Unexpected WiredTigerLAS.wt file grow

2,244 views
Skip to first unread message

Роман Бирюлькин

unread,
Apr 10, 2018, 8:54:10 PM4/10/18
to mongodb-user
Hi everyone. we have mongodb cluster with 3 instances.  After increase of amount of writes there, WiredTigerLAS.wt become 20Gbs size on all nodes in just few mins. It leaded to out space issue and of course downtime. This is strange, becasue  usually this file have size less then 1,5 GB. I tried to find in a documentation how to control its size, but no luck. Can you suggest how to limit its size and maybe you know what can cause this situation.

Stephen Steneker

unread,
Apr 11, 2018, 6:10:17 AM4/11/18
to mongodb-user
On Wednesday, 11 April 2018 10:54:10 UTC+10, Роман Бирюлькин wrote:
Hi everyone. we have mongodb cluster with 3 instances.  After increase of amount of writes there, WiredTigerLAS.wt become 20Gbs size on all nodes in just few mins. It leaded to out space issue and of course downtime. This is strange, becasue  usually this file have size less then 1,5 GB. I tried to find in a documentation how to control its size, but no luck. Can you suggest how to limit its size and maybe you know what can cause this situation.

Hi,

WiredTigerLAS.wt is an overflow file for the WiredTiger in-memory cache. Excessive growth is definitely not expected and will likely be detrimental to performance. The file size cannot be directly configured, but we should be able to determine the configuration or workload issue that is leading to this outcome.

Can you please confirm some more details for your environment:
  • specific version of MongoDB server (x.y.z)
  • O/S and version
  • assuming your three node cluster is a single replica set:
    • the rs.conf().protocolVersion
    • the roles & storage engines for your three nodes
  • total RAM
  • any non-default storage configuration options aside from dbPath (db.serverCmdLineOpts().parsed.storage)
  • host environment type: bare metal, VM, container, ... ?
Also, were there any recent changes in your deployment (such as a MongoDB upgrade) that preceded this change in behaviour or does this only appear to coincide with increased write activity?

Thanks,
Stennie

Роман Бирюлькин

unread,
Apr 12, 2018, 1:05:37 AM4/12/18
to mongodb-user
Hi!

1. mongodb 3.6.2
2. ubuntu 14.04.5, 3.13.0-121-generic
3. protocol version - 1. roles: 1 primary, 2 secondary. storage engine: wiredTiger
4. total RAM - 15Gb
5. only disabled journal
6. aws ec2 instances
7. No any changes

Thanks

среда, 11 апреля 2018 г., 15:10:17 UTC+5 пользователь Stephen Steneker написал:

Kevin Adistambha

unread,
Apr 30, 2018, 2:19:15 AM4/30/18
to mongodb-user

Hi

Could you post some additional details:

  • Did you upgrade this deployment from an earlier MongoDB version, or did you create a new replica set with MongoDB 3.6.2?
  • Could you post the output of db.version() from all three nodes?
  • Could you post the output of rs.conf() and rs.status() from all three nodes?
  • Could you post the output of db.serverStatus().metrics.cursor from all three nodes?

I’d also like to clarify that there is no advantage in running WiredTiger with no journaling.
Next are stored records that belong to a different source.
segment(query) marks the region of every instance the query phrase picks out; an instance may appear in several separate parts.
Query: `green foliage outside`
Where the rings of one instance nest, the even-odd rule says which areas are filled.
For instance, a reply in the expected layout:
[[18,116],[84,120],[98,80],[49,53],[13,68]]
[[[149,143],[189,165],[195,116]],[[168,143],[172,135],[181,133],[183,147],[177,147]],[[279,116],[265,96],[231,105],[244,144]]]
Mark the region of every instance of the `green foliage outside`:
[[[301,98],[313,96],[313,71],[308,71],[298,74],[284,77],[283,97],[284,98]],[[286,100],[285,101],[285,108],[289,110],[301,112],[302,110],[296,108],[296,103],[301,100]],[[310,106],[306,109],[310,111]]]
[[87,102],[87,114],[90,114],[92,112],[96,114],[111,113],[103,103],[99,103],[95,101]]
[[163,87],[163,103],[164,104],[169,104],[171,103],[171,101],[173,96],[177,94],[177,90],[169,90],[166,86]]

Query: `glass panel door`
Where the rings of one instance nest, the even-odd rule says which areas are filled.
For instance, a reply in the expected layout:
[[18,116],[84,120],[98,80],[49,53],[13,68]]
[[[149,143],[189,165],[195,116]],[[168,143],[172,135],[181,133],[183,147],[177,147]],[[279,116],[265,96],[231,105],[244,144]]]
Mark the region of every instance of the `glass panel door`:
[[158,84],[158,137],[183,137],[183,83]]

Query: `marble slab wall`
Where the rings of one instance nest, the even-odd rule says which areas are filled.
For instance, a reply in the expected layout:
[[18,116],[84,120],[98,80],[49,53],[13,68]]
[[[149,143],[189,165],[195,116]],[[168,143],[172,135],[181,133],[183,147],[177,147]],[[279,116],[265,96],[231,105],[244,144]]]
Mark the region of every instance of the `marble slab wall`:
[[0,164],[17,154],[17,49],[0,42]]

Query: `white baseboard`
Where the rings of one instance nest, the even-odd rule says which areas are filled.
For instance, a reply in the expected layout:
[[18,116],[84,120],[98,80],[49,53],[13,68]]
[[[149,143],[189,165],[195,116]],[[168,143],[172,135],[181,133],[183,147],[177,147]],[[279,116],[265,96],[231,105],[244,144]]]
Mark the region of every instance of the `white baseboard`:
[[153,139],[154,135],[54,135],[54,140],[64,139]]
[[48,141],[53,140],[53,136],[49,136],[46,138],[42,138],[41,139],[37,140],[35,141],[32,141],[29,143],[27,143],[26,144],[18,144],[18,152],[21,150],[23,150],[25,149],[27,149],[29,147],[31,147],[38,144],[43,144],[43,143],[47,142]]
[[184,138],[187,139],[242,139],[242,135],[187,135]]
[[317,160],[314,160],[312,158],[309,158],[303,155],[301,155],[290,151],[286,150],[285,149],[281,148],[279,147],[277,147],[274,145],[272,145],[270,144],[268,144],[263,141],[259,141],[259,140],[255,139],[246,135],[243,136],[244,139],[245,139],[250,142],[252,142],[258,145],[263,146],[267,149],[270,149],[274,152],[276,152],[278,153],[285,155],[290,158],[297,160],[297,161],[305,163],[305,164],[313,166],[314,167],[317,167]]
In fact, in a replica set, it will force MongoDB to perform a checkpoint for every write (instead of writing to the journal which was optimized for writes and is much faster than a checkpoint), which will slow down your writes tremendously. In the future, running a replica set with WiredTiger and nojournal will not be a valid configuration (see SERVER-30347).

Best regards
Kevin

Bruce Zu

unread,
Aug 10, 2018, 6:51:08 PM8/10/18
to mongodb-user
on Aug 6 the WiredTigerLAS.wt issue is found in our replset.
Please see https://jira.mongodb.org/browse/WT-4238
It is closed by Nick without confirming with me. I can not reopen it. 
I did not test the result shows his answer is not right

He belive " MongoDB 3.6 enables read concern "majority" - with the three 3.4 nodes down, your replica set did not have enough members to satisfy the read concern, as the arbiter does not contain data. The majority read concern ensures that the data returned will not subsequently be rolled back, by confirming that it is acknowledged by the majority of data-bearing replica set members.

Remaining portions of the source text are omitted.